La circolazione generale è il modo in cui l'atmosfera trasferisce calore dai tropici verso le latitudini più alte e si organizza in tre grandi celle: Hadley, Ferrel e Polare. La cella di Hadley è il motore dei tropici: l'aria sale vicino all'Equatore, scorre in quota verso nord e sud, poi ridiscende intorno ai 25-35° di latitudine formando le aree anticicloniche subtropicali come Azzorre e Sahara, per poi tornare verso l'Equatore come alisei. Possiamo pensarla come un grande termosifone.
Negli ultimi decenni c'è una tendenza all'espansione verso nord della fascia subtropicale, in media di circa 0.5-1.0° per decennio. È un comportamento legato al riscaldamento globale: l'aria tropicale diventa più calda e più spessa, la tropopausa si alza e il gradiente termico tra tropici e poli si modifica, spingendo progressivamente il bordo della cella verso latitudini più alte.
Ma dire che la Hadley si espande e spinge tutto a nord è una semplificazione: si tratta di un trend statistico, non di un movimento regolare che si ripete ogni anno con la stessa intensità.

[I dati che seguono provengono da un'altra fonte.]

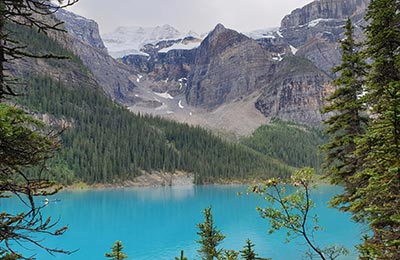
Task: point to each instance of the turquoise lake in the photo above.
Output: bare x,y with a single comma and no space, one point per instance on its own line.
156,223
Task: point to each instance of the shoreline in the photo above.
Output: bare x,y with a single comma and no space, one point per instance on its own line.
177,179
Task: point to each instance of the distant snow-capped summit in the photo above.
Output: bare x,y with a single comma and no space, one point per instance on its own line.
130,40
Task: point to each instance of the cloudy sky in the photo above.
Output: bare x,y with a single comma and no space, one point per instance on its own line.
197,15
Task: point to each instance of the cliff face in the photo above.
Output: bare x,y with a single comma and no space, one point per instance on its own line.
285,75
317,28
324,9
84,40
81,28
296,93
228,66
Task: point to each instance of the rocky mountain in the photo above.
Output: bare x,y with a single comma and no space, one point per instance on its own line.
229,69
316,29
133,40
228,66
227,76
84,40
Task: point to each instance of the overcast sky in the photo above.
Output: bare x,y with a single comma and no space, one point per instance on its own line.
197,15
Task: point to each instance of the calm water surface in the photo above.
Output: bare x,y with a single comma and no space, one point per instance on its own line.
156,223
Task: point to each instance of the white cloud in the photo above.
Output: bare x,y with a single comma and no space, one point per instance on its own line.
198,15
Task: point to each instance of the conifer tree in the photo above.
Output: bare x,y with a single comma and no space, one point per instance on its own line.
116,252
248,252
377,200
182,257
210,237
347,122
24,142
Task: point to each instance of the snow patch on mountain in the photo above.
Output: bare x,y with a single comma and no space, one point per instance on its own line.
130,40
181,46
262,33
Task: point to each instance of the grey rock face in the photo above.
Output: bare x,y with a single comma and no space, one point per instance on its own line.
324,9
84,40
297,93
81,28
317,28
228,65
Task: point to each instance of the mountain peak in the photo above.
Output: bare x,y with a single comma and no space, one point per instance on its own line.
219,27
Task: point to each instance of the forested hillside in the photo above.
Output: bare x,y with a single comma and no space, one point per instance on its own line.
295,145
104,142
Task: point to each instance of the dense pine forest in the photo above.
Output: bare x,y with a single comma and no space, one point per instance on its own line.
104,143
295,145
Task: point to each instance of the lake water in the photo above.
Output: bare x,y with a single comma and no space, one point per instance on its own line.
156,223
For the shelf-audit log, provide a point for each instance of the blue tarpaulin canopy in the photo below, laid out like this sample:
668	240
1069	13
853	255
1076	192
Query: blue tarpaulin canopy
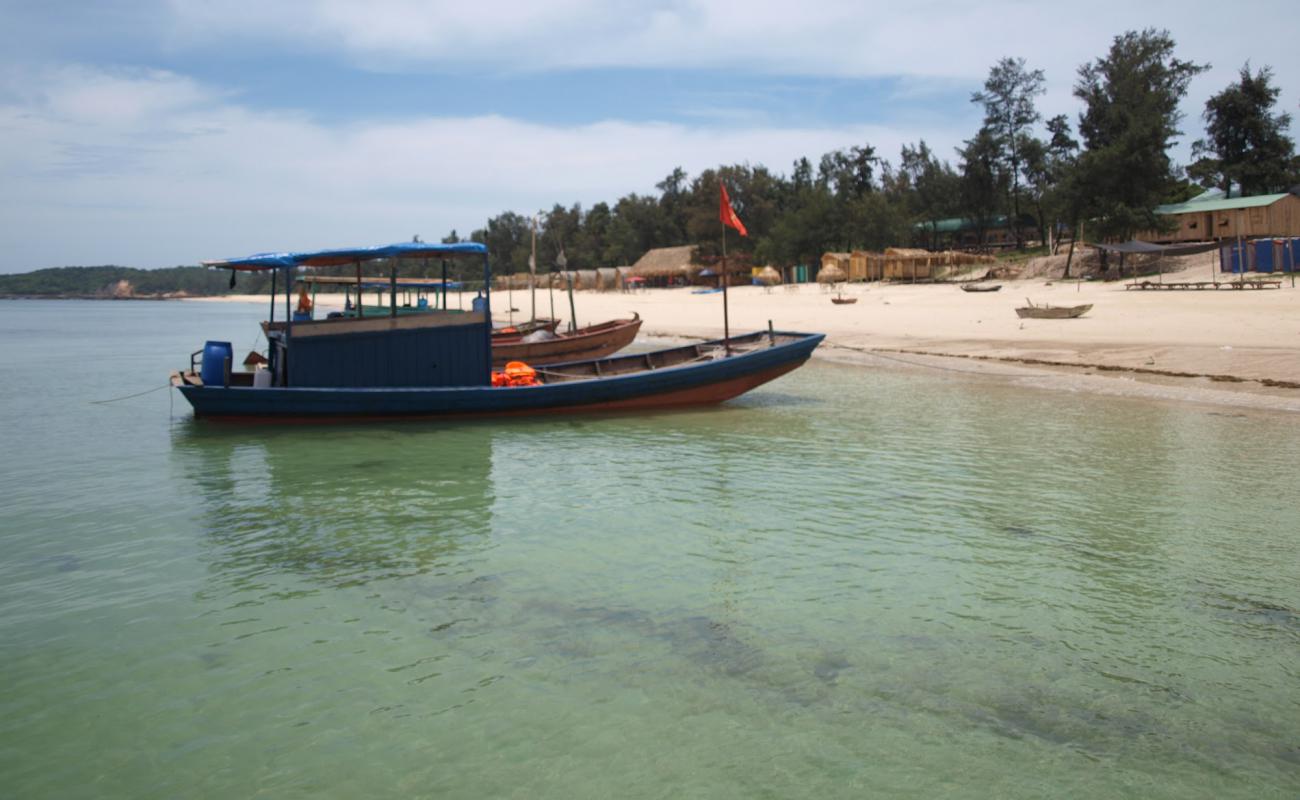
347	255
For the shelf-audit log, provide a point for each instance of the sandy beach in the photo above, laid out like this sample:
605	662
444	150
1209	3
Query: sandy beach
1213	345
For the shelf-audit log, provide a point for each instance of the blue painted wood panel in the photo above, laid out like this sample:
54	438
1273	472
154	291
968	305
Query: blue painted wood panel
453	355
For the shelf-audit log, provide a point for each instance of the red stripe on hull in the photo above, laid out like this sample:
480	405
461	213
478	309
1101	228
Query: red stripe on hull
697	396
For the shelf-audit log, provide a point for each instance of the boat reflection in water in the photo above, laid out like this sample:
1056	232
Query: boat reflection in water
337	511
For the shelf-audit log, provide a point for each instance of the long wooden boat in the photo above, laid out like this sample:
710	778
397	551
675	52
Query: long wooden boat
692	375
1052	312
593	341
440	364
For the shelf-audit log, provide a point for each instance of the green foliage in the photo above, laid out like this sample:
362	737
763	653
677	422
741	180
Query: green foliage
1129	122
1247	143
1009	112
853	198
90	281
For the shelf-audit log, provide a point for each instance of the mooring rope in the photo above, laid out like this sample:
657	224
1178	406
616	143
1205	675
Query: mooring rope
130	396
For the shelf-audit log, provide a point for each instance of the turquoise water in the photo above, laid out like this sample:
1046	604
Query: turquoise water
849	582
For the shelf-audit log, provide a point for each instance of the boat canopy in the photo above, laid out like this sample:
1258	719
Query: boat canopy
378	282
347	255
1140	247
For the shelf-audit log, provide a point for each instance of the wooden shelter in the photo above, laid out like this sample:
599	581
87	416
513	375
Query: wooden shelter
607	279
1210	216
837	260
667	266
831	272
909	264
767	276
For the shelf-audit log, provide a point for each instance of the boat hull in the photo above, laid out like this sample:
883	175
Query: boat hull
705	383
590	342
1052	312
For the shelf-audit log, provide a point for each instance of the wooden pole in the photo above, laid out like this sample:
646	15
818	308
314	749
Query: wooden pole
532	269
726	318
360	298
572	308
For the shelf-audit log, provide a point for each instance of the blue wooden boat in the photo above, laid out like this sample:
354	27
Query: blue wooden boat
440	364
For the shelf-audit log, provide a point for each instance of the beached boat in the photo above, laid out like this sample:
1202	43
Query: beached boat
1052	312
593	341
440	364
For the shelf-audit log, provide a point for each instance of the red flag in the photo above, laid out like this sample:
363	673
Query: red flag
728	213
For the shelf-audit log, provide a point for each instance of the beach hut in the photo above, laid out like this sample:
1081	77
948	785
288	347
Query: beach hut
866	266
839	260
1212	216
667	266
831	273
607	279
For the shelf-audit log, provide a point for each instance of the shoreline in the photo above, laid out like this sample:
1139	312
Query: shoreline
1223	349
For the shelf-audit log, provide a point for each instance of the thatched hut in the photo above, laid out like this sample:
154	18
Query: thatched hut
840	260
831	273
607	279
667	266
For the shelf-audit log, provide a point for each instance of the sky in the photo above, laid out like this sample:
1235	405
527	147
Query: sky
156	133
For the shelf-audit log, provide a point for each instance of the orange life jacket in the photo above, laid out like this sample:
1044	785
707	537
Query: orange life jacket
520	373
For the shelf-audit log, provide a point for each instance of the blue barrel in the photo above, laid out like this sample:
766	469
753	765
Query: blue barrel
213	371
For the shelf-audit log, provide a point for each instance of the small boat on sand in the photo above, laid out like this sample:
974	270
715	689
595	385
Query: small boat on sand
1052	312
436	364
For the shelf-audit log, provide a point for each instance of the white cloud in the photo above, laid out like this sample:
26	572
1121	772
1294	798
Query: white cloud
843	38
148	168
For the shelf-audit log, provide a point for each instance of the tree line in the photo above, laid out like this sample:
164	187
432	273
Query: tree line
1112	168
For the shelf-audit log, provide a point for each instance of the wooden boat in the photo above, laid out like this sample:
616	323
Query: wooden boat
593	341
680	376
524	328
440	364
1052	312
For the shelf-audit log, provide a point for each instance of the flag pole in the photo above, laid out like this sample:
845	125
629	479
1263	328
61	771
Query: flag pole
726	319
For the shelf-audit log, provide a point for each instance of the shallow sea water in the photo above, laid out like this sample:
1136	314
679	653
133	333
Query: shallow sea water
849	582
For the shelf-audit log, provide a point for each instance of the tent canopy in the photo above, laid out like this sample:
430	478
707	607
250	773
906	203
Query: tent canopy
1149	249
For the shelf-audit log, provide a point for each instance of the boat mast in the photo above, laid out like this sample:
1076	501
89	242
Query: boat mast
532	269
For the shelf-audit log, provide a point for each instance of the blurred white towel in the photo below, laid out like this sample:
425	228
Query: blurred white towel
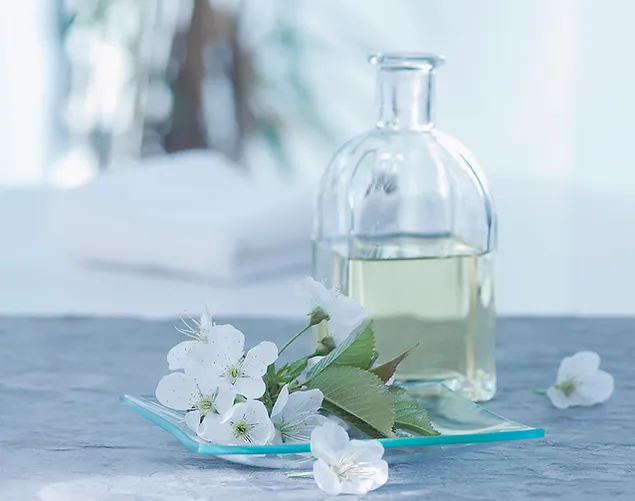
193	215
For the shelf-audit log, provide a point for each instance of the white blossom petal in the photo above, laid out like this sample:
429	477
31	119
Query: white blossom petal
328	442
580	382
226	342
249	387
224	401
281	401
176	356
349	467
580	364
365	476
345	313
206	323
368	450
326	479
246	423
176	391
211	429
259	358
193	420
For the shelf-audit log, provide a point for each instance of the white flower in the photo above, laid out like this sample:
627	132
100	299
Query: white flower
580	382
346	466
222	359
345	313
246	423
295	415
200	331
204	403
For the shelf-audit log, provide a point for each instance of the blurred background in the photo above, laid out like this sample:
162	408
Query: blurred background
160	155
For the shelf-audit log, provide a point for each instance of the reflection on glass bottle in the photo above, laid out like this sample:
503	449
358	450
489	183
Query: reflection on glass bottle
405	224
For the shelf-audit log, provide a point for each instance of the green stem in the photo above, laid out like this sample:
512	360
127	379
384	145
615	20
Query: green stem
308	326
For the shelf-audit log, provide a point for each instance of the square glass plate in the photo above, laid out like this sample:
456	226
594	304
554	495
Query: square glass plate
459	420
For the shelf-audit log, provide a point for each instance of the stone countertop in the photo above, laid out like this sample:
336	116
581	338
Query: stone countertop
65	437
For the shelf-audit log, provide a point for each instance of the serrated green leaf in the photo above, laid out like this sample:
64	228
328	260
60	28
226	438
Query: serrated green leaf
409	415
358	397
355	351
386	371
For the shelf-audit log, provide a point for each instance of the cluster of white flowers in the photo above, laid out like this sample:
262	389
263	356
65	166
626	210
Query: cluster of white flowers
218	387
222	390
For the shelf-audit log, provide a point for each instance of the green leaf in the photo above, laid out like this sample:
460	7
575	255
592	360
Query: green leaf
356	351
289	372
386	371
409	415
358	397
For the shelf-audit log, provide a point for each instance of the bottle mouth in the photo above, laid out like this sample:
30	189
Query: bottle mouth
406	60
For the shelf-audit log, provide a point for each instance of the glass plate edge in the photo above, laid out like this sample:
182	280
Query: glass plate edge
389	443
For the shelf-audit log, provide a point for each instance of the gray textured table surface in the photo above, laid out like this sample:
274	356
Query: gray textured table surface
64	436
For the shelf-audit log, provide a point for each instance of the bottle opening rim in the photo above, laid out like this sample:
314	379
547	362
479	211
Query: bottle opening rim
406	60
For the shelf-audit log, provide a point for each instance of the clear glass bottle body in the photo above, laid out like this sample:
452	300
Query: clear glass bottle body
405	224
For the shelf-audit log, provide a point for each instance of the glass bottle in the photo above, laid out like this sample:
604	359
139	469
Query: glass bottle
405	224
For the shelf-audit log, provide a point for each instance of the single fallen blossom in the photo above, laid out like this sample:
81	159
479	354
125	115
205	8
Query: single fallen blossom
222	360
346	466
581	382
204	404
199	331
295	415
247	423
343	314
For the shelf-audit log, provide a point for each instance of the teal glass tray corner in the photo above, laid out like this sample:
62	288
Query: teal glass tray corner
459	420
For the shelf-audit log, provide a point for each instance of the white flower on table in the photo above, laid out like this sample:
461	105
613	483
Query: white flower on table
199	332
204	403
222	360
346	466
247	423
581	382
295	415
344	313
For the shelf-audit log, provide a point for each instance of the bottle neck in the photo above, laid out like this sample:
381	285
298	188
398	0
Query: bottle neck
406	99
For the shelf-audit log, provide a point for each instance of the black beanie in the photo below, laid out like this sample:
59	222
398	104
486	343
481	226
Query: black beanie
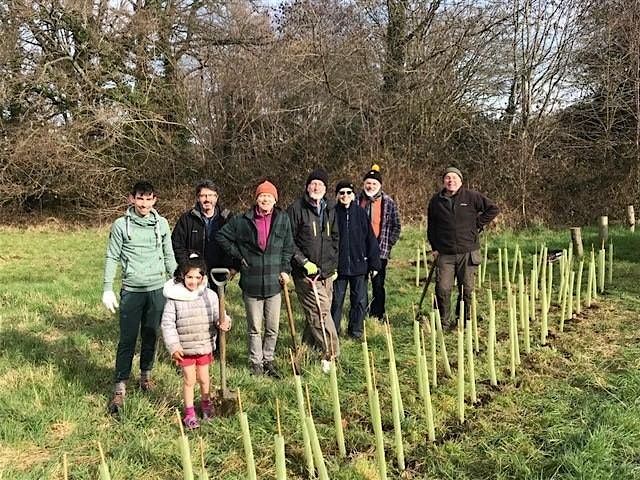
374	173
318	174
344	183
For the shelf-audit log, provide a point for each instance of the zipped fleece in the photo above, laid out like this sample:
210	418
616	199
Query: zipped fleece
358	249
454	223
314	240
142	247
259	270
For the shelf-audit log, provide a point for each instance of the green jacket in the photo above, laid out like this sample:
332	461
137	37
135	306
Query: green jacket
142	247
259	271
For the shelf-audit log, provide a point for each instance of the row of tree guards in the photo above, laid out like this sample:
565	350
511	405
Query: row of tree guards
529	316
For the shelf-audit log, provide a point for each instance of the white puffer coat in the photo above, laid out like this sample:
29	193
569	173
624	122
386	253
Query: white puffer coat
190	319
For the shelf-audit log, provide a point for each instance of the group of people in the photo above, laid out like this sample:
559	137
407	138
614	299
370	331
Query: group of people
324	243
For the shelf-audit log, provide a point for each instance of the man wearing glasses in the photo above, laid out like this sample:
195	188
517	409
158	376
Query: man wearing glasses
196	229
314	262
358	255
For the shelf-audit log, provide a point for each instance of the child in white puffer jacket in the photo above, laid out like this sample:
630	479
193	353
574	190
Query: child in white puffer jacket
190	324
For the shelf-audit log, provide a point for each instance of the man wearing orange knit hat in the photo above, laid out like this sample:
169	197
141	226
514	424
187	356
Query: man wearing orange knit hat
262	243
385	221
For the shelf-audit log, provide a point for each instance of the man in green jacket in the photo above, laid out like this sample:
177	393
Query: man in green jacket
261	242
140	242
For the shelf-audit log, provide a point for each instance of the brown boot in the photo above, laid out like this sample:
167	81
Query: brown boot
146	385
116	403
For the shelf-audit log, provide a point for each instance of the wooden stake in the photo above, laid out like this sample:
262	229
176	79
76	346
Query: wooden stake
576	239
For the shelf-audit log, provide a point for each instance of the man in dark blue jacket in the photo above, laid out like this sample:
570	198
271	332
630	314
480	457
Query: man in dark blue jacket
455	217
358	255
196	228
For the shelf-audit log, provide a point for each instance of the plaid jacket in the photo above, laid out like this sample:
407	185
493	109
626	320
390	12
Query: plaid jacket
259	271
390	228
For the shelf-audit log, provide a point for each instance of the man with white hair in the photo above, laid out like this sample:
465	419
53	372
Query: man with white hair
385	221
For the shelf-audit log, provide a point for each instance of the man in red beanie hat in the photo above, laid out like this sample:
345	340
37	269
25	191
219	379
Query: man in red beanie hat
261	242
385	221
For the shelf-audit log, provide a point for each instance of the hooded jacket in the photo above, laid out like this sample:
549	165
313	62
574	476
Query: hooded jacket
315	235
190	319
454	223
190	235
358	251
142	247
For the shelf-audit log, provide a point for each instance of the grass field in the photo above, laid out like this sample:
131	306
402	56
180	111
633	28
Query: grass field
573	411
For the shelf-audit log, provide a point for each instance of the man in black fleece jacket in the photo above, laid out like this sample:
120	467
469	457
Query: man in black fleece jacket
455	218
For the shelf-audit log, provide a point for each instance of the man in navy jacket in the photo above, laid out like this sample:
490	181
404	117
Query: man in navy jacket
455	218
358	254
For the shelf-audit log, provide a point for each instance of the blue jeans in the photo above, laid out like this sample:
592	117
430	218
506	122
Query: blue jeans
357	298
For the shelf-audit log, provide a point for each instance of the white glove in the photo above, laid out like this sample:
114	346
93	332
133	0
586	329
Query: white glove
109	301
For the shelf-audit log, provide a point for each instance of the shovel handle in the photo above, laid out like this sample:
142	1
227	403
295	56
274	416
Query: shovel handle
292	327
223	335
426	285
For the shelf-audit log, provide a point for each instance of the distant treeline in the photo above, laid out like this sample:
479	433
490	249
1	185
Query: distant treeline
537	102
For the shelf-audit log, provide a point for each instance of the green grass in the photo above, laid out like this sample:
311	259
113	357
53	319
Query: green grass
573	411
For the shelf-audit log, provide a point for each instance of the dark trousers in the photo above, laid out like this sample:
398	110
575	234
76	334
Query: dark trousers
357	299
140	312
461	267
377	292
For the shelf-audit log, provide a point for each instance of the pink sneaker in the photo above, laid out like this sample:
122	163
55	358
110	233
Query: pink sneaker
207	412
191	422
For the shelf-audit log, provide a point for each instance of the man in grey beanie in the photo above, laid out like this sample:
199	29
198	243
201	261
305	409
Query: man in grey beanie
455	218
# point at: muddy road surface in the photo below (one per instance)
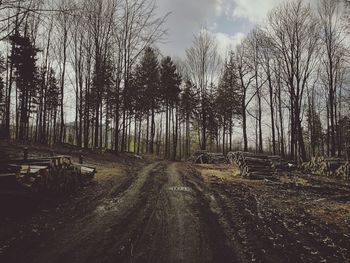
(173, 212)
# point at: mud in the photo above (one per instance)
(173, 212)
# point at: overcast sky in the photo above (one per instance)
(229, 20)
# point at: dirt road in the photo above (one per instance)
(175, 212)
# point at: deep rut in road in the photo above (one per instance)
(154, 216)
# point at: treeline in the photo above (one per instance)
(296, 68)
(283, 90)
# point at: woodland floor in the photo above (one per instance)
(159, 211)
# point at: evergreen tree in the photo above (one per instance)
(149, 81)
(170, 82)
(24, 61)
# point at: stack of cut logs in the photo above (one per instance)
(327, 167)
(280, 165)
(54, 174)
(205, 157)
(252, 166)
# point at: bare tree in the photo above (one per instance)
(294, 32)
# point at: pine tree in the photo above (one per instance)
(24, 61)
(149, 79)
(170, 82)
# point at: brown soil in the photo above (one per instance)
(158, 211)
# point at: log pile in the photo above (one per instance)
(281, 165)
(329, 167)
(54, 174)
(252, 166)
(204, 157)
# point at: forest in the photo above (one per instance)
(89, 73)
(113, 149)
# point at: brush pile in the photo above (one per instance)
(329, 167)
(53, 174)
(205, 157)
(252, 166)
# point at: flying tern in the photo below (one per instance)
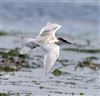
(48, 42)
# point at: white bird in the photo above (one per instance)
(48, 42)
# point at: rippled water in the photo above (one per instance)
(32, 81)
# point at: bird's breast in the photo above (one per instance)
(46, 40)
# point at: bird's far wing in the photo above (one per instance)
(49, 29)
(29, 42)
(27, 45)
(50, 57)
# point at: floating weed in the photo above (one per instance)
(81, 93)
(88, 63)
(91, 58)
(2, 33)
(57, 72)
(7, 69)
(83, 50)
(4, 94)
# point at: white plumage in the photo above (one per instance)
(47, 41)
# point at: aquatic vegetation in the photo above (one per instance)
(87, 63)
(4, 94)
(57, 72)
(83, 50)
(91, 58)
(81, 93)
(7, 69)
(3, 33)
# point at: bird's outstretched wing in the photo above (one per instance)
(50, 57)
(49, 29)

La posizione della fascia subtropicale oscilla molto da una stagione all'altra. Concorrono diversi fattori quali i regimi atlantici come NAO ed EA, le variazioni nel Pacifico legate a El Niño e La Niña, la dinamica della stratosfera, e l'atmosfera globale sempre più calda, che aumenta lo spessore della colonna d'aria.
Per questo una parte dell'aumento dei geopotenziali in Europa osservato negli ultimi decenni è coerente con l'espansione subtropicale, ma un'altra parte deriva da un'atmosfera complessivamente più calda, da un Artico che si scalda molto più rapidamente e dai cambiamenti nei regimi atlantici che influenzano direttamente la pressione media sul continente.